L’édito de Taoufik Habaieb: Réduire les incertitudes
L’imprévisible l’emporte, perturbant la vie des Tunisiens. A chaque jour son lot de pénuries, d’augmentations de prix, de nouvelles taxes et de rebondissements politiques. Plus rien n’est sûr. Tout est sujet à changement, sans préavis.
Partout règne l’incertitude. Si elle n’est pas spécifique à la Tunisie, elle est palpable dans notre environnement avec des répercussions plus fortes en raison du contexte politique particulier. La verticalité du pouvoir et la concentration de toutes les attributions entre les mains du chef de l’Etat laissent planer un climat d’attentisme. Personne ne sait aujourd’hui ce qui se décidera le lendemain.
L’ambiguïté ne profite à personne. Frein à la prise de décision pour l’investissement et pour l’entreprise, elle est aussi un motif d’inquiétude pour les ménages et source d’angoisse pour tous. Naviguer à vue, au jour le jour, devient pénible et pénalisant.
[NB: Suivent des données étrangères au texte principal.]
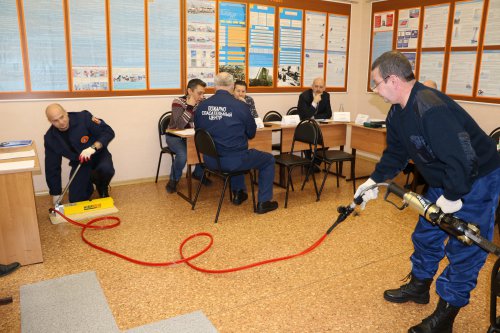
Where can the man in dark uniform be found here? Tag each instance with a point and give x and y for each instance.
(315, 102)
(462, 167)
(231, 124)
(81, 138)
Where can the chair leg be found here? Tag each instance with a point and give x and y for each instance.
(197, 191)
(318, 195)
(252, 180)
(158, 168)
(353, 174)
(226, 180)
(288, 181)
(337, 172)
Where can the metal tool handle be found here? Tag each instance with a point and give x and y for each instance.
(58, 202)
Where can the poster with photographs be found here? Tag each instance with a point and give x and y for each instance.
(466, 23)
(492, 37)
(408, 24)
(461, 73)
(88, 46)
(261, 46)
(290, 42)
(383, 21)
(200, 47)
(315, 43)
(435, 25)
(336, 58)
(232, 39)
(128, 47)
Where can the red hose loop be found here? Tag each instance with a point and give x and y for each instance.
(186, 260)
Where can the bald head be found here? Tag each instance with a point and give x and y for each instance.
(318, 85)
(224, 81)
(57, 116)
(431, 84)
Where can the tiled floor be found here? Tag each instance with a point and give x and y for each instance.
(336, 288)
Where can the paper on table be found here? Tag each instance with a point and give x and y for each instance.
(187, 131)
(19, 154)
(17, 165)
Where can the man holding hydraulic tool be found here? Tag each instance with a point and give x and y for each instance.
(83, 139)
(462, 167)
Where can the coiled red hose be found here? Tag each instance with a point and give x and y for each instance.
(186, 260)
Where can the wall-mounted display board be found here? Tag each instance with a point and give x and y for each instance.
(96, 48)
(455, 43)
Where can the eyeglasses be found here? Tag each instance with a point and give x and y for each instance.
(375, 85)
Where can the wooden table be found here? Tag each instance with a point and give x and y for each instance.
(262, 141)
(19, 235)
(334, 135)
(370, 140)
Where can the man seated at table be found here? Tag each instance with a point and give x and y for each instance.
(183, 117)
(231, 124)
(82, 139)
(314, 103)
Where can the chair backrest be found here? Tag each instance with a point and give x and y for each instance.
(292, 110)
(495, 134)
(205, 145)
(272, 116)
(163, 125)
(306, 132)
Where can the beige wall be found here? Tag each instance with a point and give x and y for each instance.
(135, 148)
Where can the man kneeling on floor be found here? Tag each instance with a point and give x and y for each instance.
(231, 124)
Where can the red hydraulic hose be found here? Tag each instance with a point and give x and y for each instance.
(90, 225)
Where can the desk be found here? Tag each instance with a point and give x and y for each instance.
(370, 140)
(19, 235)
(334, 135)
(262, 141)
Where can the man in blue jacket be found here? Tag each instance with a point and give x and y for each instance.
(462, 167)
(82, 139)
(230, 123)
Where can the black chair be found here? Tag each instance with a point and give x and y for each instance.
(307, 133)
(162, 127)
(205, 146)
(293, 110)
(273, 116)
(328, 157)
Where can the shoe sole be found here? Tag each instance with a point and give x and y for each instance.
(408, 299)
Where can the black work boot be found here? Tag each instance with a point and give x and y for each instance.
(416, 290)
(440, 321)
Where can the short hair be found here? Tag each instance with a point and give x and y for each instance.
(394, 63)
(193, 83)
(223, 79)
(240, 83)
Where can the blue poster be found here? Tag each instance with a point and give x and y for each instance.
(232, 39)
(164, 44)
(261, 46)
(46, 45)
(88, 45)
(290, 42)
(128, 44)
(11, 60)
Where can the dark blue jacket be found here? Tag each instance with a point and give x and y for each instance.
(228, 120)
(306, 110)
(449, 148)
(84, 130)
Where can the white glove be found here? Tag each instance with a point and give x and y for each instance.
(449, 206)
(85, 154)
(367, 195)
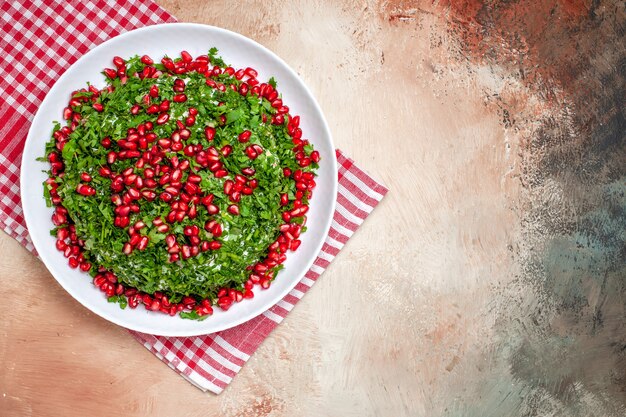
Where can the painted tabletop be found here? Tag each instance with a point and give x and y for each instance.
(489, 282)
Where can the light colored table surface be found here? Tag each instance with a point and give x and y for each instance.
(430, 309)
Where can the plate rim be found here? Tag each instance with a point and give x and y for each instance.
(27, 210)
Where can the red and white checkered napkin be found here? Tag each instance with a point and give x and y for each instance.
(38, 43)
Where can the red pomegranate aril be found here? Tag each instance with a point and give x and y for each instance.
(164, 106)
(244, 136)
(227, 150)
(61, 245)
(163, 118)
(180, 216)
(85, 190)
(134, 240)
(228, 186)
(248, 171)
(127, 249)
(145, 59)
(143, 243)
(251, 72)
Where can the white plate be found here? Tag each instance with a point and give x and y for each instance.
(156, 41)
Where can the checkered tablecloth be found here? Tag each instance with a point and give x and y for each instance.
(39, 41)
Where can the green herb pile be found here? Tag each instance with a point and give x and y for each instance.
(245, 237)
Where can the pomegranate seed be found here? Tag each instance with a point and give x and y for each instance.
(163, 118)
(251, 72)
(73, 262)
(165, 105)
(227, 150)
(143, 243)
(134, 241)
(228, 186)
(244, 136)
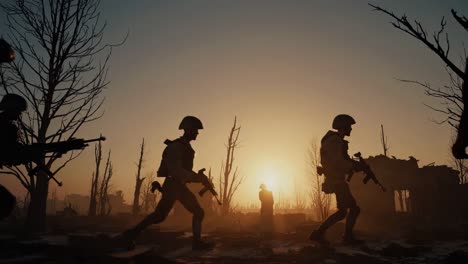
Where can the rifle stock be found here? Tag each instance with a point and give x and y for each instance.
(60, 147)
(370, 175)
(208, 186)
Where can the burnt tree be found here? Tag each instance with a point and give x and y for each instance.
(95, 180)
(61, 69)
(104, 204)
(454, 95)
(229, 180)
(138, 180)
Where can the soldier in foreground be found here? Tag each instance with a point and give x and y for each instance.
(176, 166)
(337, 164)
(266, 210)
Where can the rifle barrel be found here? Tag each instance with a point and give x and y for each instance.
(94, 139)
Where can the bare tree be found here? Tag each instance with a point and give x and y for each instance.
(300, 201)
(149, 198)
(61, 71)
(320, 201)
(104, 205)
(384, 141)
(229, 180)
(454, 95)
(139, 180)
(95, 180)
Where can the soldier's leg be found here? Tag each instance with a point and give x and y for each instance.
(338, 215)
(190, 202)
(353, 214)
(160, 212)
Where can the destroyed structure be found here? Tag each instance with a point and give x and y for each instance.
(424, 195)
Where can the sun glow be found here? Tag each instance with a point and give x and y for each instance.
(270, 178)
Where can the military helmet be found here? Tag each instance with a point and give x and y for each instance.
(191, 122)
(6, 52)
(13, 102)
(342, 121)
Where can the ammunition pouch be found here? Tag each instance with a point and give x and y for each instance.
(327, 188)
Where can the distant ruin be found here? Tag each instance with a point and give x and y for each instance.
(428, 195)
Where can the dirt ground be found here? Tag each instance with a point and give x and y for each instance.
(171, 246)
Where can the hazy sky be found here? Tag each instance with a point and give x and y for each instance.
(284, 68)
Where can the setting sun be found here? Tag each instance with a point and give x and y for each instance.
(269, 177)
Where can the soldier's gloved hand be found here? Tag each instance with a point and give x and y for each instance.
(358, 166)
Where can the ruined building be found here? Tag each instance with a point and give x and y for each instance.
(426, 195)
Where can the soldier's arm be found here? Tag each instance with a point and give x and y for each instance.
(174, 164)
(341, 162)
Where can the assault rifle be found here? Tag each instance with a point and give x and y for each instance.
(205, 180)
(364, 167)
(59, 148)
(208, 185)
(6, 52)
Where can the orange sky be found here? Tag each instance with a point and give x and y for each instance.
(284, 69)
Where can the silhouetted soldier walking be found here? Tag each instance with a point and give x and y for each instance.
(176, 166)
(336, 165)
(266, 200)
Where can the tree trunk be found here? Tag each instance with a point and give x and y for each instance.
(136, 197)
(36, 218)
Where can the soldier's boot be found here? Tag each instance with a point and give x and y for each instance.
(200, 245)
(350, 239)
(126, 239)
(318, 236)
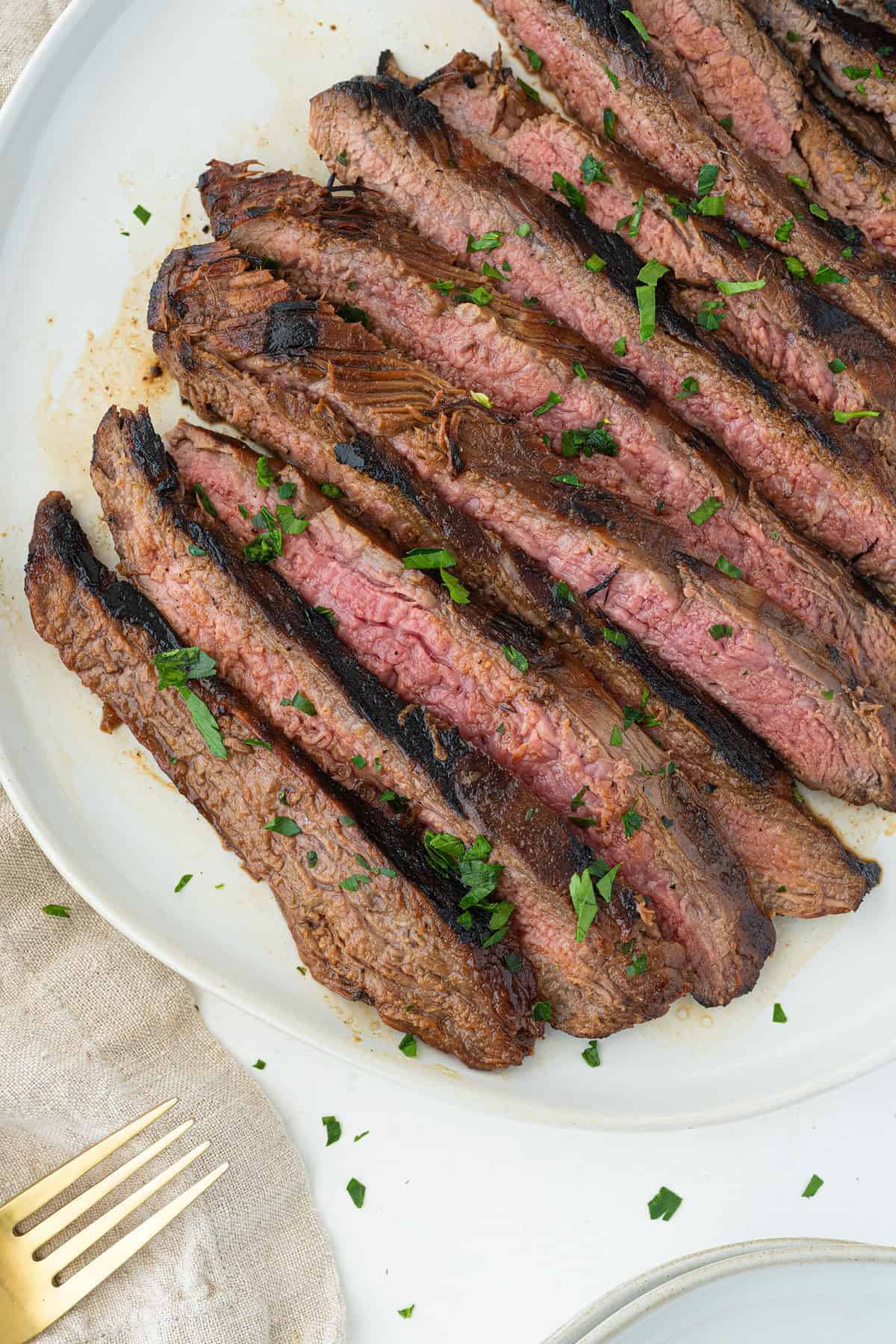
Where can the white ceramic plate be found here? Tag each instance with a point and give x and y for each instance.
(122, 107)
(827, 1292)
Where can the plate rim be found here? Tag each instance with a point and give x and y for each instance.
(435, 1083)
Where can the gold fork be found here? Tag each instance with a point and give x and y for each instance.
(31, 1296)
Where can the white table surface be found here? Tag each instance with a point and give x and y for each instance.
(500, 1230)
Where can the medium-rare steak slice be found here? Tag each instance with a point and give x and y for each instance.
(361, 255)
(732, 65)
(794, 866)
(850, 53)
(593, 57)
(370, 917)
(550, 725)
(633, 573)
(832, 487)
(265, 640)
(788, 329)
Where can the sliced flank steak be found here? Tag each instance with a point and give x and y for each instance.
(735, 67)
(550, 725)
(795, 867)
(633, 573)
(829, 484)
(595, 60)
(358, 255)
(355, 900)
(850, 53)
(287, 658)
(788, 329)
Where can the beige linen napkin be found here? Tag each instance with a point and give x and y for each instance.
(93, 1033)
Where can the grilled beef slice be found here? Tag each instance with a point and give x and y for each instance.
(267, 643)
(659, 117)
(633, 573)
(547, 725)
(795, 867)
(829, 485)
(736, 69)
(839, 46)
(394, 939)
(358, 255)
(786, 329)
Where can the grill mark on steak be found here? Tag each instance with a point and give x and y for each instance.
(453, 994)
(662, 121)
(519, 359)
(238, 615)
(553, 722)
(741, 786)
(790, 461)
(788, 329)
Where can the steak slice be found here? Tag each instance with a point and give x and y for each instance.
(788, 329)
(265, 640)
(354, 937)
(659, 117)
(844, 47)
(794, 866)
(830, 487)
(358, 255)
(632, 573)
(732, 65)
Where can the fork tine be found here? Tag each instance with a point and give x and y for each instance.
(89, 1236)
(54, 1223)
(30, 1201)
(114, 1257)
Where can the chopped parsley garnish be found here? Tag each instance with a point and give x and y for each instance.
(282, 827)
(709, 314)
(334, 1129)
(637, 25)
(551, 399)
(632, 823)
(704, 511)
(739, 287)
(568, 190)
(617, 638)
(585, 443)
(828, 276)
(175, 668)
(664, 1204)
(300, 702)
(488, 242)
(514, 658)
(707, 179)
(356, 1192)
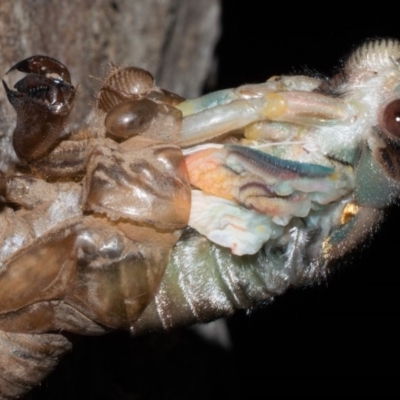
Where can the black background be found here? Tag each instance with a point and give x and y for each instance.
(337, 340)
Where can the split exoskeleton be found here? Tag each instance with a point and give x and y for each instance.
(163, 211)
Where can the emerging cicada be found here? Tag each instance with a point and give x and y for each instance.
(164, 211)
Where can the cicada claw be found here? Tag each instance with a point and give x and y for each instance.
(43, 65)
(43, 100)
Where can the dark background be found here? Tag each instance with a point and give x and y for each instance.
(337, 340)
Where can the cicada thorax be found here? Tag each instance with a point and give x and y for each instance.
(91, 242)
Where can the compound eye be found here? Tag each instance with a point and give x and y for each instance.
(391, 118)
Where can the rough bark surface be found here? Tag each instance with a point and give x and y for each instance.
(173, 39)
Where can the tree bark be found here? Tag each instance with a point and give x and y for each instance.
(173, 39)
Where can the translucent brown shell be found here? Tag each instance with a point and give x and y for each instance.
(122, 84)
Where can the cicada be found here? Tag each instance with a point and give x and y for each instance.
(163, 211)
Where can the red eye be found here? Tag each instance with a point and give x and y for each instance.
(391, 118)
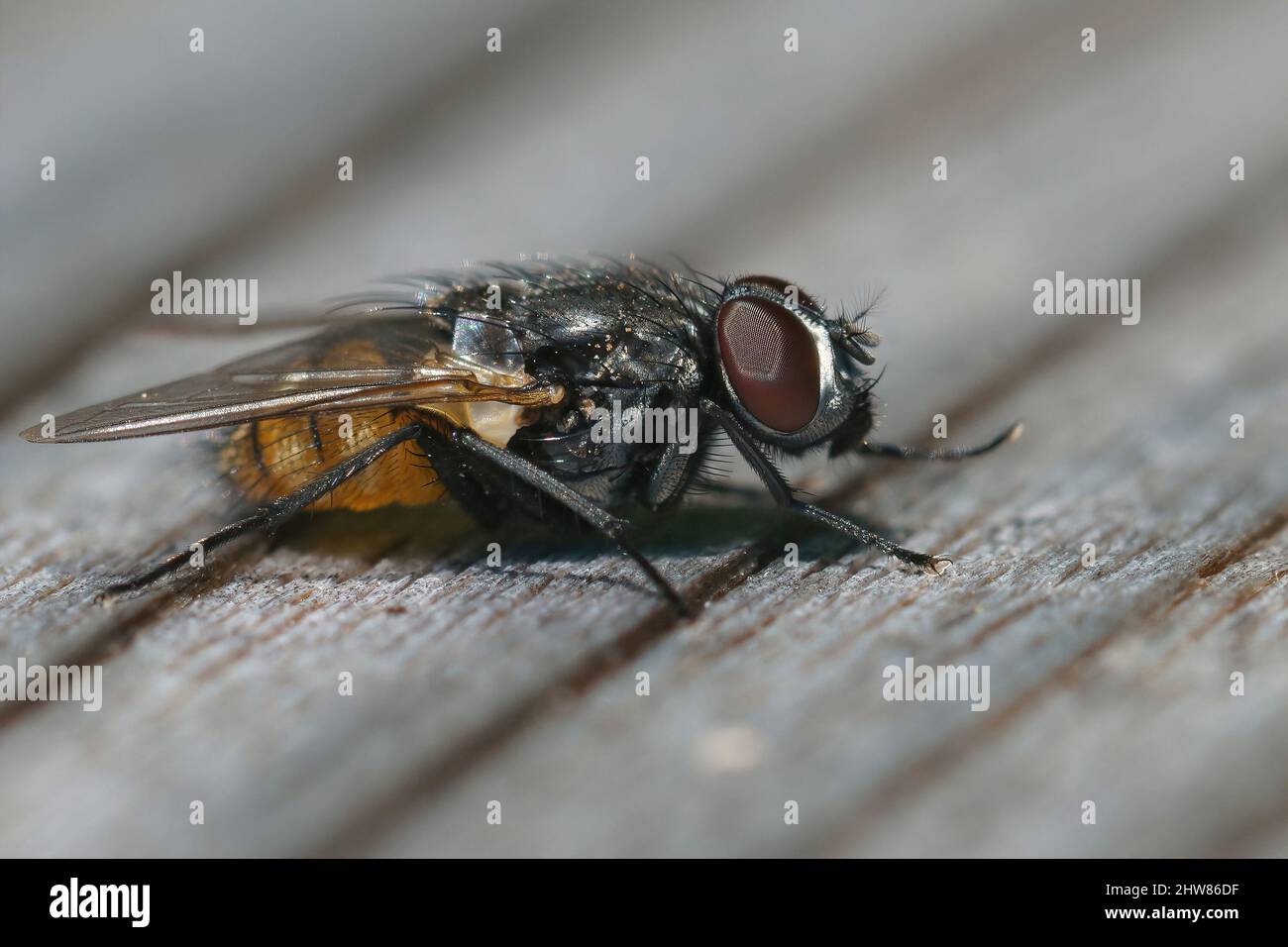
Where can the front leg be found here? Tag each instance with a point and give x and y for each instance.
(784, 496)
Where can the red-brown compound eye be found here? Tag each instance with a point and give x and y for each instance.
(772, 361)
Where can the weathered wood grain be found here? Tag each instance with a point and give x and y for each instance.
(518, 684)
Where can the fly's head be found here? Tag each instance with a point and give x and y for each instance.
(794, 375)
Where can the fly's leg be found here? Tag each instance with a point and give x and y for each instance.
(782, 495)
(273, 514)
(552, 488)
(901, 453)
(478, 496)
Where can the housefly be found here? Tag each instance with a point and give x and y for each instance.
(492, 388)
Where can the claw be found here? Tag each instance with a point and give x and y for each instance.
(938, 565)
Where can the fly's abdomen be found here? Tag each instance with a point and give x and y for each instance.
(271, 458)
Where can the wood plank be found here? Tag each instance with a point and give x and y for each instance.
(475, 684)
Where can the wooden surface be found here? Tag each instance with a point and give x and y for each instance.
(1109, 684)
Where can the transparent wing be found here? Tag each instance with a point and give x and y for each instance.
(378, 363)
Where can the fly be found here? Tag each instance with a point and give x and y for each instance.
(492, 390)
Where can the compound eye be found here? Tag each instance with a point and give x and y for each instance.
(772, 361)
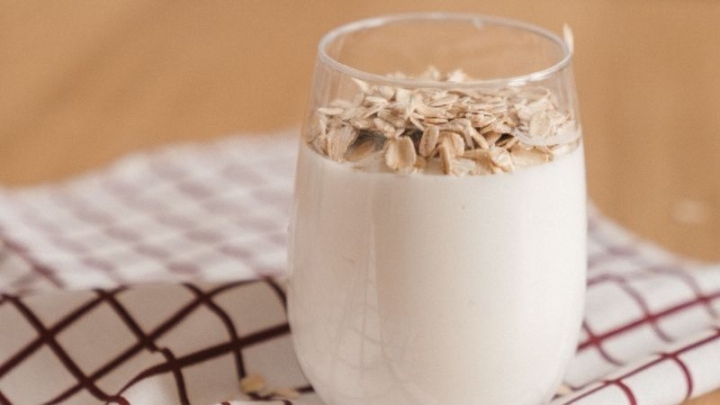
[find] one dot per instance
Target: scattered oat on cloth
(156, 282)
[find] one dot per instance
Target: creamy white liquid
(437, 290)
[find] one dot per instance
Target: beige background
(84, 81)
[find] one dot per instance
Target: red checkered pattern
(153, 282)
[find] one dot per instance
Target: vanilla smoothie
(438, 241)
(427, 289)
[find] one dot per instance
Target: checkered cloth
(154, 282)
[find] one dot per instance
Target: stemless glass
(427, 265)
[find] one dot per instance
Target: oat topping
(461, 131)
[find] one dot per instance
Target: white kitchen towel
(155, 282)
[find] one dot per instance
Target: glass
(428, 265)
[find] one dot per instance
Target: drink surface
(434, 289)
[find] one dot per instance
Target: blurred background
(83, 82)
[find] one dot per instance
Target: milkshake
(438, 244)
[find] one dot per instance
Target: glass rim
(475, 19)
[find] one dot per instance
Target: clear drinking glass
(438, 235)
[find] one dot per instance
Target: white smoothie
(431, 289)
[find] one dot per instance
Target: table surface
(84, 82)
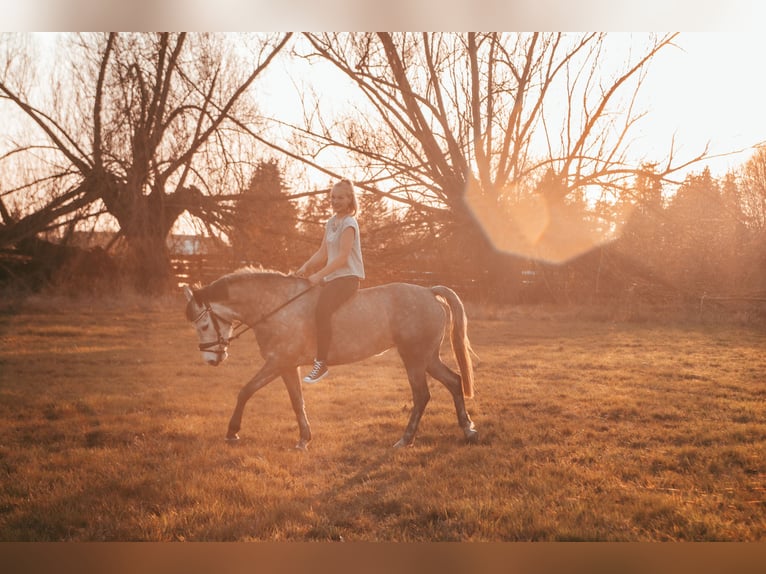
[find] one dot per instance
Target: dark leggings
(333, 294)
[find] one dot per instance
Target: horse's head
(214, 330)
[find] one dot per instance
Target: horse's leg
(450, 379)
(292, 380)
(268, 373)
(416, 373)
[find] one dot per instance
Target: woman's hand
(315, 279)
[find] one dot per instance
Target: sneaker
(318, 373)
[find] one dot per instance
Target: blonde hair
(346, 184)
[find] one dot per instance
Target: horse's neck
(258, 295)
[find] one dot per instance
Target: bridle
(221, 341)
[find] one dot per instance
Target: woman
(340, 269)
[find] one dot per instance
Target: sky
(711, 89)
(707, 89)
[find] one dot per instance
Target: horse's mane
(218, 290)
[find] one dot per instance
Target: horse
(279, 308)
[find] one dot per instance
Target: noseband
(221, 341)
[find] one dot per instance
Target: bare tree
(753, 190)
(144, 127)
(461, 128)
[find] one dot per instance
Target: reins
(262, 318)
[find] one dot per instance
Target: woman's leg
(332, 296)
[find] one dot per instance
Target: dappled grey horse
(280, 310)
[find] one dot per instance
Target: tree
(461, 127)
(264, 228)
(753, 190)
(144, 127)
(705, 236)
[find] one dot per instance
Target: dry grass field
(111, 428)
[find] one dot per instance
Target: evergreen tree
(265, 222)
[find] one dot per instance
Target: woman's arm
(346, 243)
(319, 257)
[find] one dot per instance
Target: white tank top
(354, 264)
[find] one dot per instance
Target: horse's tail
(461, 346)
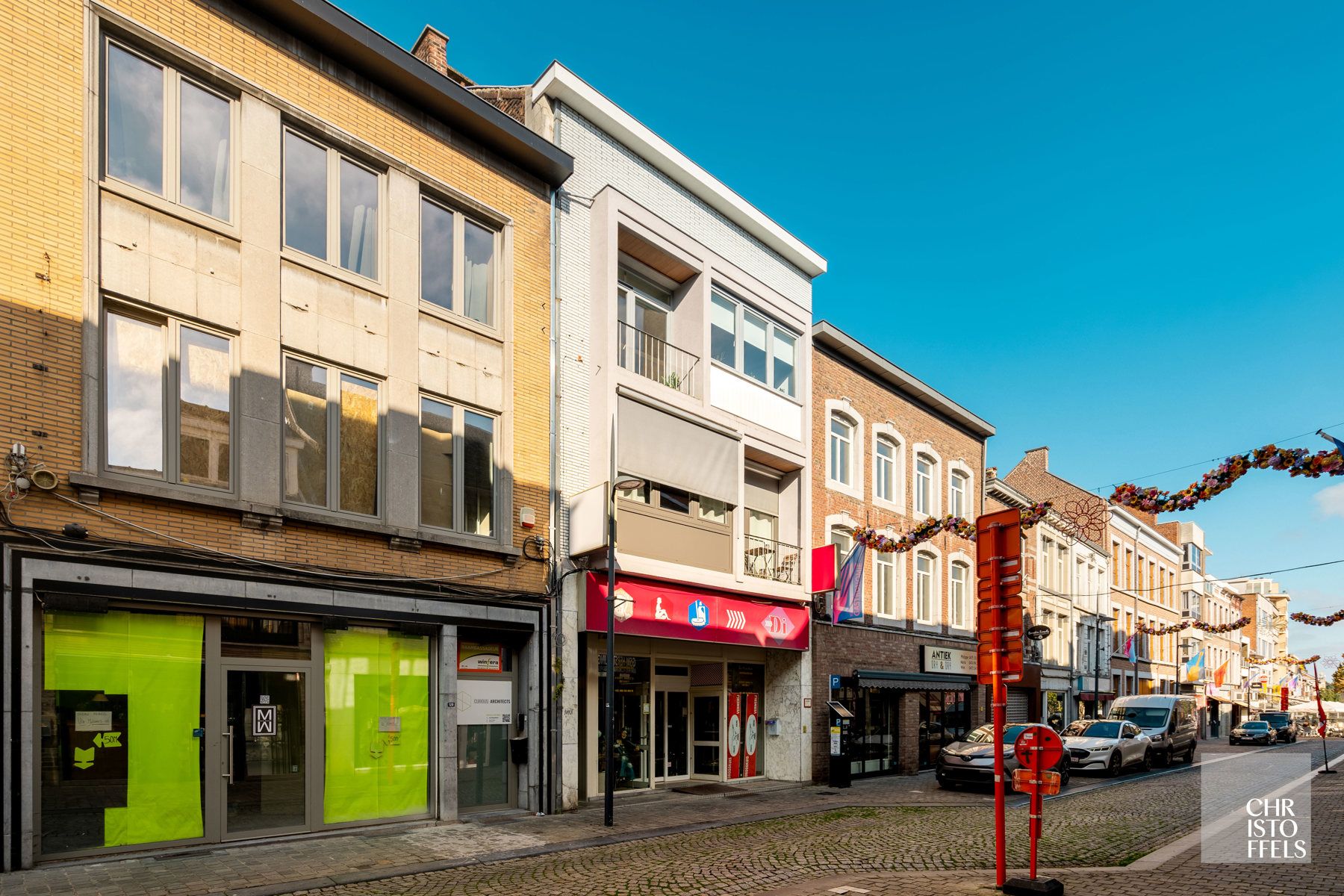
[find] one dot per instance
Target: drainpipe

Le poids de l’incertitude politique est bien lourd à porter. L’espoir de retrouver un pouvoir législatif effectif, à la faveur des élections du 17 décembre 2022, attend concrétisation. Quels élus sortiront des urnes pour former une nouvelle Assemblée des représentants du peuple à même de jouer pleinement un rôle déterminant dans la fabrication des lois ? Quels résultats probants apporteront les modifications de la Constitution quant aux attributions du Parlement et de la loi électorale en instituant un mode de scrutin uninominal, et des circonscriptions réduites aux délégations territoriales ? Qu’en sera-t-il aussi de la formation du nouveau gouvernement ?
Sans clarification et stabilité, la vulnérabilité économique s’aggrave. Face au doute, l’attentisme prévaut. Comment rassurer les chefs d’entreprise, attirer les investisseurs, promouvoir de nouvelles filières, sans garanties réelles, ne serait-ce qu’à moyen terme ?
Tracer un avenir commun est nécessaire. Il redonne confiance, réduit la migration et renforce l’unité nationale. Seul un projet national mobilisateur aidera à supporter les sacrifices à consentir en vue de lendemains meilleurs.
Il n’y a pas que de grandes réformes à mener. De nombreuses mesures effectives de redressement, de relance et d’encouragement sont urgentes, sans être nécessairement coûteuses. Dans chaque secteur économique, le diagnostic est établi et les solutions ont été trouvées. La liste des blocages est identifiée, il suffit de les démanteler avec courage, détermination et célérité.
Le gouvernement tarde à présenter son programme pour 2023 et son plan 2023-2025. Braqué sur la démarche présentée au FMI, il n’a pas encore révélé l’axe central et les projets détaillés retenus. La clarification de la vision et la précision des actions contribueront, avec une communication gouvernementale soutenue, à réduire l’ambiguïté régnante.
Le budget de l’Etat pour 2023 ne sera pas facile à boucler. Les financements extérieurs, indispensables, se font rares, longs à mobiliser. Les crédits qui sont inscrits au titre du développement se réduisent d’année en année pour ne financer que de maigres projets publics. Or, sans investissement public, du moins conséquent, l’économie restera dépendante de l’investissement privé déjà réduit, et continuera à tourner au ralenti. La sortie de crise en pâtira.
En parler aux Tunisiens, en parler au monde. Nul ne se doute des difficultés multiples et graves qu’affronte le pays. Les Tunisiens eux-mêmes le vivent au quotidien. La communauté internationale et les institutions financières le relèvent. Ce qu’ils attendent tous, ce sont des clarifications à fournir par le gouvernement, des choix clairs et priorisés, un plan effectif de redressement, et une volonté déterminée. Bref, un discours cohérent et des preuves d’engagement durable.
Réduire les incertitudes s’érige en impératif majeur pour le président Saïed et son gouvernement. Pour débloquer le pays et créer de l’espoir.